It was Mitchell Trubisky’s final pass at Ford Field that gave his team the lead for the first time all game.
With 1:54 remaining in the game, Trubisky aired the ball along the right sideline into Anthony Miller’s outstretched hands for the deciding touchdown. Chicago entered the fourth quarter with a 17-point deficit, but the Bears’ 21 points helped the team rally back to secure a 27-23 victory over Detroit.
Trubisky’s stellar fourth quarter, where he completed 8 of 10 passes for 89 yards and three touchdowns, fueled the Bears to their first Week 1 win since 2013. That was a positive.
It was everything else though in the other three quarters that highlighted areas that must improve for the Bears as the 2020 NFL season unfolds.
Trubisky’s Rollercoaster Game
Before Trubisky dominated Matt Patricia’s defense in the final quarter, the 26-year-old looked similar, if not worse, to how he played in his 2019 season. There were passes thrown behind receivers, questionable decisions and careless plays, like a sack, fumble that went for a 28-yard loss.
“First half didn’t go how I wanted, how our offense wanted,” Trubisky said during his postgame Zoom conference call. “We knew we had to be better on third down earlier in the game, especially in the red zone.”

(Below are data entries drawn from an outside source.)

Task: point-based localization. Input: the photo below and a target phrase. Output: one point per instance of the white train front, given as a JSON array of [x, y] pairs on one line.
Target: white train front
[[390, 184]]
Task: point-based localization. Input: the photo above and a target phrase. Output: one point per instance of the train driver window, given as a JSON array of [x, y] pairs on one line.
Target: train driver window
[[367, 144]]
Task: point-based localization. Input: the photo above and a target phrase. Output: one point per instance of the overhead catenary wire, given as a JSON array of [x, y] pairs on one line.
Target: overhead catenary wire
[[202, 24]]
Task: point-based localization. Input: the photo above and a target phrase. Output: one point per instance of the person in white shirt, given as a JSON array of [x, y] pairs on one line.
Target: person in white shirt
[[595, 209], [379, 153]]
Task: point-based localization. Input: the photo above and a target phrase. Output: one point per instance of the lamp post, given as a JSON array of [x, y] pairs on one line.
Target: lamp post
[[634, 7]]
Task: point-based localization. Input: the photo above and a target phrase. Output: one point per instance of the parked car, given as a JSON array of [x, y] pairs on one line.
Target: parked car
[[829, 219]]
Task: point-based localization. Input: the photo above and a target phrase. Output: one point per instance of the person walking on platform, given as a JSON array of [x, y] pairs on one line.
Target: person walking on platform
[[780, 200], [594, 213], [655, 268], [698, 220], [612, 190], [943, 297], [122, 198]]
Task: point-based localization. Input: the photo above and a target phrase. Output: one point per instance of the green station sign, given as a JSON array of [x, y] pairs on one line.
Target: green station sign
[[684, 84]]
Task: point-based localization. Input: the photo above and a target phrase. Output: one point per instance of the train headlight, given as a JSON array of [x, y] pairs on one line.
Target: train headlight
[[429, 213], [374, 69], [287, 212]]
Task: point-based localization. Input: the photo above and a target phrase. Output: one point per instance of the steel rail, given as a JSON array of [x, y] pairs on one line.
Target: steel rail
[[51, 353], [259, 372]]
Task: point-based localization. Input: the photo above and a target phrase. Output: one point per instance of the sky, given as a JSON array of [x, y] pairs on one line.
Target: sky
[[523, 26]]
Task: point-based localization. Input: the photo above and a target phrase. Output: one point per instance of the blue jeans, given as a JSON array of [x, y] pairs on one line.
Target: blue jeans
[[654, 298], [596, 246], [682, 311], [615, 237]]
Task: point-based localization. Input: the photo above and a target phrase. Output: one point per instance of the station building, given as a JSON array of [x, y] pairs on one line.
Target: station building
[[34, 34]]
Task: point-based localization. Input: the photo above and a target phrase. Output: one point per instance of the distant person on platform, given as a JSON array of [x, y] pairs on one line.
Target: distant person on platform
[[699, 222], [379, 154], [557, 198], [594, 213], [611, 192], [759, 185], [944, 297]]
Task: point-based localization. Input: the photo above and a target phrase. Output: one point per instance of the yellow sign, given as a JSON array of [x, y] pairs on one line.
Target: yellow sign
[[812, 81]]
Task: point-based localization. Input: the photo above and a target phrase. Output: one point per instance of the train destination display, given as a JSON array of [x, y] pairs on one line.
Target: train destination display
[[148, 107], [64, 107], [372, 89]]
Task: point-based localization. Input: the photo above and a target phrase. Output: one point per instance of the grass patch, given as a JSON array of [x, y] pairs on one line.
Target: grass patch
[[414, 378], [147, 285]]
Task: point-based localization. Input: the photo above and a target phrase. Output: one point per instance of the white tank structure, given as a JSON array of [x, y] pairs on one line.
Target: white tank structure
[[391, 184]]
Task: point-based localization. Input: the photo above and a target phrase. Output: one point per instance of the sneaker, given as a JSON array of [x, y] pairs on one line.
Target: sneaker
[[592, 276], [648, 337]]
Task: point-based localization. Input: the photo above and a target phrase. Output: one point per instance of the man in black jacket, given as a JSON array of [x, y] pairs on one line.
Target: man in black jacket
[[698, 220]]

Trubisky at the end of three quarters threw for just 153 yards on 12 of 26 passing attempts. His one-quarter of excellence doesn’t erase everything he did prior. If anything, Sunday’s game was representative of the inconsistency that is still prevalent in the fourth-year quarterback.
Trubisky may have saved himself to start next week with his late-game heroics, but there is still plenty to be desired from the quarterback position.
For Trubisky to truly change his narrative (and to keep his job), he must figure out how he can lead the offense to have faster starts. If Trubisky is unable to do that in the next coming weeks, Nick Foles will get his opportunity to start, and that could indicate the end of Trubisky’s career in Chicago.
Still Searching for the Pass Rush
Seeing Trubisky’s up-and-down performance shouldn’t have surprised anybody, but witnessing what was supposed to be a top-10, possibly a top-5, defense struggle throughout the entirety of the game was eye-opening.
The Lions had a rookie in Jonah Jackson starting a right guard and backup Tyrell Crosby starting at right tackle. For the casual fan watching their first NFL game, they wouldn’t have noticed that was the case for the Lions.
Akiem Hicks failed to win his favorable one-on-one matchup against Jackson, and Khalil Mack (despite having a high pass rush win rate) didn’t make many impactful plays. What was supposed to be a field day for the two elite pass rushers ended with just one sack on the day for Chuck Pagano’s defense, thanks to Hicks.
When Hicks was asked why the defense wasn’t playing like they were accustomed to, the nine-year veteran couldn’t point to a specific reason.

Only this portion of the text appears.